MLPerf rolled out an initial suite of five benchmarks to measure inference jobs on servers, PCs, handsets and some embedded systems
The MLPerf consortium released benchmarks to measure inference tasks on servers and client systems. Tools to run MLPerf Inference v0.5 are available on the group’s web site, but vendors are not expected to start posting results using the metrics until October.
Initially, MLPerf Inference includes five benchmarks to measure performance and power efficiency of tasks run on a smartphone, PC, server and some embedded systems. They consist of two tests for image classification, two for object detection and one machine translation, each with a defined model and data set.
The metrics target “many, but not all embedded systems,” said David Kanter, the inference group’s co-chair. “Our load generator is written in C++ (instead of Python), which enables running on much more resource-constrained systems,” he said.
“However, there are probably some platforms that are so small or specialized for cost/power reasons that they will not be able to run our load generator or our networks.

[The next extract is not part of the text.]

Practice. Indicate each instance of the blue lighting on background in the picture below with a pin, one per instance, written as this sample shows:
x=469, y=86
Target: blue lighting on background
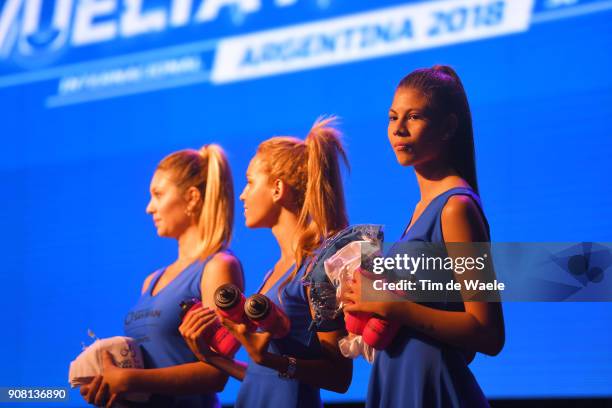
x=89, y=105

For example, we don't have a suitable benchmark for a system which only does wake-word detection,” Kanter added.
The benchmarks will measure average active power consumed during inference and active idle power when the system is waiting for inference queries. It includes several metrics to describe raw performance specific to different scenarios along with rules for applying them.
For example, for a single stream it measures responsiveness based on 90th percentile latency to answer a query. It can also report the number of simultaneous inference streams a system can sustain. Two other metrics measure throughput for online and offline batch systems.
So far, 17 organizations expressed interest in submitting inference results on a total of 196 combinations of different models and scenarios that range from a single stream on a handset to a batch job on a server. The vision benchmarks use the ImageNet dataset and MS-COCO widely used in robotics, automation, and automotive. The translation test leverages an existing English-German benchmark.
MLPerf provides both the benchmarks specs and reference code implementations in ONNX, PyTorch, and TensorFlow frameworks to run them. The code defines the problems, models, and quality targets, and provide instructions to run the benchmarks.
The specs and tools were developed over 11 months by the group that included members from Arm, Cadence, Centaur Technology, Facebook, Futurewei, General Motors, Google, Habana Labs, Harvard University, Intel, MediaTek, Microsoft, Nvidia, and Xilinx. So far, the group has “had very minimal discussions about the v0.6 version,” that will form its next step, said Vijay Janapa Reddi, an associate professor at Harvard who is the inference group’s other co-chair.
“We downsized the original batch of models we had in mind to meet the current v0.5 timeline,” said Reddi. “In the v0.6 version, we will have more models and likely update some of the models for the existing tasks,” he said.
“Other questions we always ask ourselves is ‘How can we get a larger universe of submitters,’ and ‘How can we make submitting easier,’” said Kanter, adding that future versions may also be capable of running on more constrained embedded systems.
MLPerf is a collaboration among more than 40 companies and universities. Last year, the group rolled out its Training v0.5 benchmark suite. So far, Google, Intel and Nvidia released scores of their chips using it.